Desde 2011, “Netflix” opera como metonimia –¡golazo del marketing!– para sustituir “plataforma de streaming”, así como pasa con “Birome” y “bolígrafo” o con “Coca” y “gaseosa”. Ya contaba con cuatro años de experiencia en Estados Unidos y Canadá cuando irrumpió en Argentina y toda América latina. Por entonces, el abono aquí costaba 39 pesos, con el dólar a $4,20. A sus competidores les llevó años organizarse: recién en 2016 llegaron a nuestro mercado otras plataformas como Amazon Prime Video o HBO. En 2019 se sumaron Starzplay y YouTube Originals, y este año seguirá Disney+, para un plantel que también incluye a otros jugadores como Hulu, Facebook o Fox Play. Todos ellos vienen con camionadas de series internacionales de alto perfil, producciones propias y hasta rescates emotivos de programas del pasado.
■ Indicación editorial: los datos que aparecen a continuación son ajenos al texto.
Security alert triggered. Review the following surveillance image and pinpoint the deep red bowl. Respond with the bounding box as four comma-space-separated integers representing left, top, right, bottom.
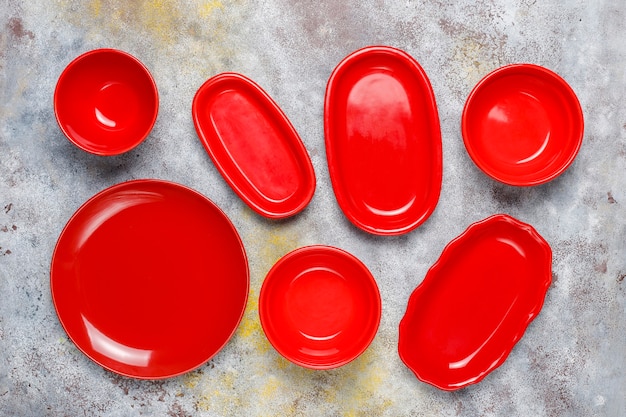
54, 49, 159, 156
259, 246, 381, 369
461, 64, 584, 186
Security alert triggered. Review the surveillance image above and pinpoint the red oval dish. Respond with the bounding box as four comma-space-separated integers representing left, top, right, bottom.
50, 180, 249, 379
461, 64, 584, 186
192, 73, 315, 218
398, 214, 552, 391
324, 46, 442, 235
54, 49, 159, 156
259, 245, 381, 369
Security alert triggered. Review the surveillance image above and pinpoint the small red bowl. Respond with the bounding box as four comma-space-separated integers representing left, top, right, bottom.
54, 49, 159, 156
461, 64, 584, 186
259, 245, 381, 369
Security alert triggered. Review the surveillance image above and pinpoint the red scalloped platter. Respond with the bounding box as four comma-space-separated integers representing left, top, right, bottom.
398, 214, 552, 391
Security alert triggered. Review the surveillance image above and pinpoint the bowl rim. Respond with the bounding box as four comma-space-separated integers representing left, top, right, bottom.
52, 48, 159, 156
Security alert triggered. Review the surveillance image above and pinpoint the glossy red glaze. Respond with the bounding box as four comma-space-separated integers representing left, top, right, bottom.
324, 46, 442, 235
54, 49, 159, 155
259, 245, 381, 369
398, 215, 552, 390
50, 180, 249, 379
192, 73, 315, 218
461, 64, 584, 186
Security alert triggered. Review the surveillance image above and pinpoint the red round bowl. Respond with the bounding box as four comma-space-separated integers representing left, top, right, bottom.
461, 64, 584, 186
54, 49, 159, 156
259, 245, 381, 369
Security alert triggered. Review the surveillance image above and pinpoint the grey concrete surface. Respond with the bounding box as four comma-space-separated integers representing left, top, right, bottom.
0, 0, 626, 417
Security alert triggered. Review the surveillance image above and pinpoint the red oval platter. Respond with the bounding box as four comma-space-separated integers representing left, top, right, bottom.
50, 180, 249, 379
324, 46, 442, 235
259, 245, 381, 369
461, 64, 584, 186
192, 73, 315, 218
398, 214, 552, 391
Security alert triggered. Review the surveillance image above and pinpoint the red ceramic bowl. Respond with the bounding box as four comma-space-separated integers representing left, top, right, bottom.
54, 49, 159, 156
461, 64, 584, 186
50, 180, 250, 379
259, 246, 381, 369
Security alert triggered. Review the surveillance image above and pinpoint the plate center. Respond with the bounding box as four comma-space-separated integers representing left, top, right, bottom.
285, 267, 355, 341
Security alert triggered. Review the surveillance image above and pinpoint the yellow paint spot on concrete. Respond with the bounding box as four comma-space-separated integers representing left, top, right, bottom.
261, 375, 282, 399
142, 0, 180, 43
90, 0, 102, 17
236, 289, 271, 354
198, 0, 224, 19
196, 370, 243, 416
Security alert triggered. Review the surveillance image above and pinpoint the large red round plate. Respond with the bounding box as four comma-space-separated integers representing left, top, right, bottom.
50, 180, 249, 379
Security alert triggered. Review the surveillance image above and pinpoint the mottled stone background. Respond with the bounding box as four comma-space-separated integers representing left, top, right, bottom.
0, 0, 626, 417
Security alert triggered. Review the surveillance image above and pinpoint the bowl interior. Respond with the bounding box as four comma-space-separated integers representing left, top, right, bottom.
259, 246, 381, 369
462, 64, 583, 185
54, 49, 158, 155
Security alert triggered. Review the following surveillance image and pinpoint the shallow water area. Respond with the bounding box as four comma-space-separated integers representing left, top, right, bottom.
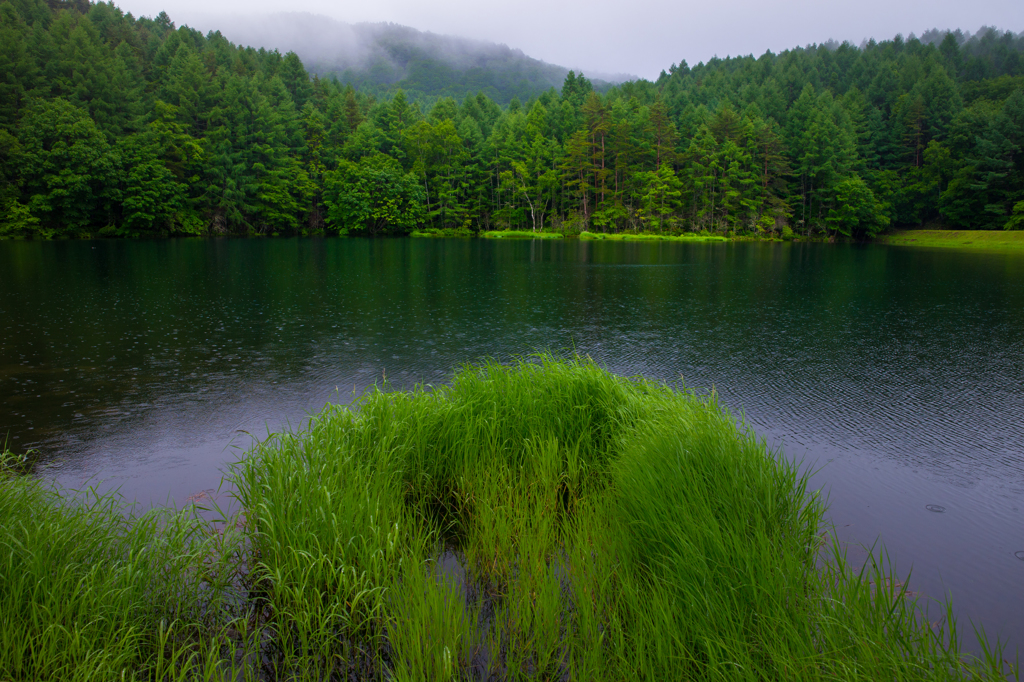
0, 239, 1024, 648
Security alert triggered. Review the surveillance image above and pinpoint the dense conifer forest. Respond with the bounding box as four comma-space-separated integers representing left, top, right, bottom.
0, 0, 1024, 240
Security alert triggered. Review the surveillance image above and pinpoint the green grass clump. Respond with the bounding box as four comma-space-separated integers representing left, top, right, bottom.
480, 229, 565, 240
239, 356, 1005, 680
0, 355, 1017, 681
878, 229, 1024, 251
0, 453, 243, 681
580, 231, 729, 242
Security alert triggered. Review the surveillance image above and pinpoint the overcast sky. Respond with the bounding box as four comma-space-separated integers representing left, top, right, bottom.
115, 0, 1024, 79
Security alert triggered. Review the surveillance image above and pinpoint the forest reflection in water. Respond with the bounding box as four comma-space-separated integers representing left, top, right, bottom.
0, 239, 1024, 647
Es que el formato, evidentemente, no es nuevo: hace décadas que existen las grandes series. Las hubo en los ‘60 (Superagente '‘86, Batman), en los ‘70 (Kung Fu, El show de los Muppets), en los ‘80 (Magnum, División Miami), en los ‘90 (Seinfeld, la revivida The X-Files , Los Simpson), en los 2000 (Breaking Bad, Lost, Los Simuladores) y todas han envejecido con dignidad. No obstante, esta transformación en la dinámica del consumo pantallero resultó un gran estímulo para el género, al punto que la década 2010-2019 recibió el mote de “era dorada” de las series.
Este ciclo 2010-2019 prohijó series de alto impacto y un abanico temático en permanente expansión. Si viviste en esta década, seguramente hayas conectado con la mística medieval de Game of Thrones, con el espionaje familiar de The Americans, con el revival teen de los monstruos de Stranger Things, con las hordas caminantes de The Walking Dead, con el verano sobrenatural de Gravity Falls , con la escobarmanía americanista de Narcos, con las lecturas de género de The Handmaid's Tale, con las intrigas made in Buckingham de The Crown, con el flash after Star Wars de The Mandalorian, con el universo agrio de Louie, con la épica hacker de Mr. Robot, con la angustia esquimal de The Terror...
O con los fantasmas de la tecnología y las redes en Black Mirror. Este serie inglesa de piezas unitarias vinculadas con los desafíos cambiantes de la era digital trazó, sin querer, toda una alegoría: pasó casi desapercibida cuando apareció en la TV tradicional –aquí tuvo aire en la pantalla de culto de la señal I.Sat– pero se convirtió en fenómeno de masas cuando fue incorporada al menú de Netflix. En la década que se fue, series se escribió con S de streaming.